Notice that for this example we are working on a \(1D\) space, so each element of sample belong to \(\mathbb{R}\) and the way the algorithm will recieve the whole sample is in a form of an array of shape (n_samples , n_dimensions) where the n_dimensions then will be 1. So, let’s reshape our data:

X = sample.reshape((-1, 1))

Now we are ready to use the algorithm just by specifying:

  • dim : Number of Random Fourier Features.
  • gamma: Bandwidth related parameter.

and then just using the custom models and layers in the following way.

# Parameters
n_rffs = 300
gamma = 1
# Training
rffmap_x = layers.QFeatureMapRFF(1, dim = n_rffs, gamma = gamma, random_state = 2021)
kde_dm = models.QMDensity(rffmap_x, n_rffs)
kde_dm.compile()
kde_dm.fit(X, epochs=1)
# Estimation
x = np.linspace(-10., 10., 100)
densities = kde_dm.predict(x.reshape((-1, 1)))

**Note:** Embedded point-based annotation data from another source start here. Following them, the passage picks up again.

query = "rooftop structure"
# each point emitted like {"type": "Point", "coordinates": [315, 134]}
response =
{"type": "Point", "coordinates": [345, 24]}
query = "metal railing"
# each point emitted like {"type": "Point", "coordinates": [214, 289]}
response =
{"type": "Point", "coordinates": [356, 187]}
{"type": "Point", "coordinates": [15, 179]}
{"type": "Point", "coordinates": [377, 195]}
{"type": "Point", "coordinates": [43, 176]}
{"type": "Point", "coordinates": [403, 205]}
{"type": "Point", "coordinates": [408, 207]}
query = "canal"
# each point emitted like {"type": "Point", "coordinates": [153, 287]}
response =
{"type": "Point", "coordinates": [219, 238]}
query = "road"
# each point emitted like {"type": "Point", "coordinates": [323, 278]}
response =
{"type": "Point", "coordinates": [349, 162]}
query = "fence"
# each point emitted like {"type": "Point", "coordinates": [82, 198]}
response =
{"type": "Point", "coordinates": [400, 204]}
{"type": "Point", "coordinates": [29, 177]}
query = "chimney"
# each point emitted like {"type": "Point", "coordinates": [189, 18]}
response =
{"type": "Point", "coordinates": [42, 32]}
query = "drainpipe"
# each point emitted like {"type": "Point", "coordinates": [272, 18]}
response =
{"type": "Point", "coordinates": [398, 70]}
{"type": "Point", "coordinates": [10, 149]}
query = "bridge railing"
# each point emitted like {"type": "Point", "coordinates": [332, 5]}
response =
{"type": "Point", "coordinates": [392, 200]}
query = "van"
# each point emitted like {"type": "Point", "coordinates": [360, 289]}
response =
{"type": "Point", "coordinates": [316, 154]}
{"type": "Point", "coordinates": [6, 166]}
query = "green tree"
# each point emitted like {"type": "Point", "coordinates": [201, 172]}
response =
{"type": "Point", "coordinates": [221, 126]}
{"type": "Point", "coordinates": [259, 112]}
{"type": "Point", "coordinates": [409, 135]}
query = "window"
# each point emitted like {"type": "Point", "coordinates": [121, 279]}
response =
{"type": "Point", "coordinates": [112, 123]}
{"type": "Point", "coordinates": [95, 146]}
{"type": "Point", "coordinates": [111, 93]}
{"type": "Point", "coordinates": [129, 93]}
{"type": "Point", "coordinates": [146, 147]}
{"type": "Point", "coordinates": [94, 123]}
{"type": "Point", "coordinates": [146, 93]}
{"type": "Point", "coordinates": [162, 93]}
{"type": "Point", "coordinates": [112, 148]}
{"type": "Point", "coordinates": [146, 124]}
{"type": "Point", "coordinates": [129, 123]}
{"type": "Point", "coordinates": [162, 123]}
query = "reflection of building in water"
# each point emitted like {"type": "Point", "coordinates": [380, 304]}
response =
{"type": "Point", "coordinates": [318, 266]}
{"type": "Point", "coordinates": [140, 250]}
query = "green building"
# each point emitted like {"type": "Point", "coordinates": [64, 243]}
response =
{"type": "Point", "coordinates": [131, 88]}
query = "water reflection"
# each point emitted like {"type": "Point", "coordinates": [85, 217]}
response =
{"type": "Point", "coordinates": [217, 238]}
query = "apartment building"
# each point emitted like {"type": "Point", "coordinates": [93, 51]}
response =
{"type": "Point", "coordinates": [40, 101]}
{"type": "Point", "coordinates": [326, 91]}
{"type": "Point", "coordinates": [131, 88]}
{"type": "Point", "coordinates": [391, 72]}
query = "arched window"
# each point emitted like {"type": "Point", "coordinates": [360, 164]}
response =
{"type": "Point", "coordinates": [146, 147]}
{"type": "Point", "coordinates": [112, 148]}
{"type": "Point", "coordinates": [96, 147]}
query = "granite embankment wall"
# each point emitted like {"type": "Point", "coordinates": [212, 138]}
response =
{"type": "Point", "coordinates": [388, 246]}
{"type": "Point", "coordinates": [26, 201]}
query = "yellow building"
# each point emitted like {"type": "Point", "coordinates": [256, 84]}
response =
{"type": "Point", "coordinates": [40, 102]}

Note: There’s no optimization step on this methodology, when we use the method fit() the density matrix is calculated once and with this matrix we can estimate our densities using the method predict().

Plotting

We graph the results on the new data x where densities where calculated.

plt.plot(x, mixt.pdf(x), 'r-',  alpha=0.6, label='Mixture')
plt.plot(x, densities, 'g-',  alpha=0.6, label='DMKDE')
plt.legend()
plt.show()

Further reading

This paper describes on detail how density matrices can be used as a building block for machine learning models because of their ability to mix linear algebra and probability in a simple way. Novel methods such as

  • Density matrix kernel density classification
  • Quantum measurement classification
  • Quantum measurement regression
  • Quantum measurement ordinal regression

are introduced and are the basis for new methods that might include complex valued density matrices as their authors claim.

More information on customization when using tf this can be found here.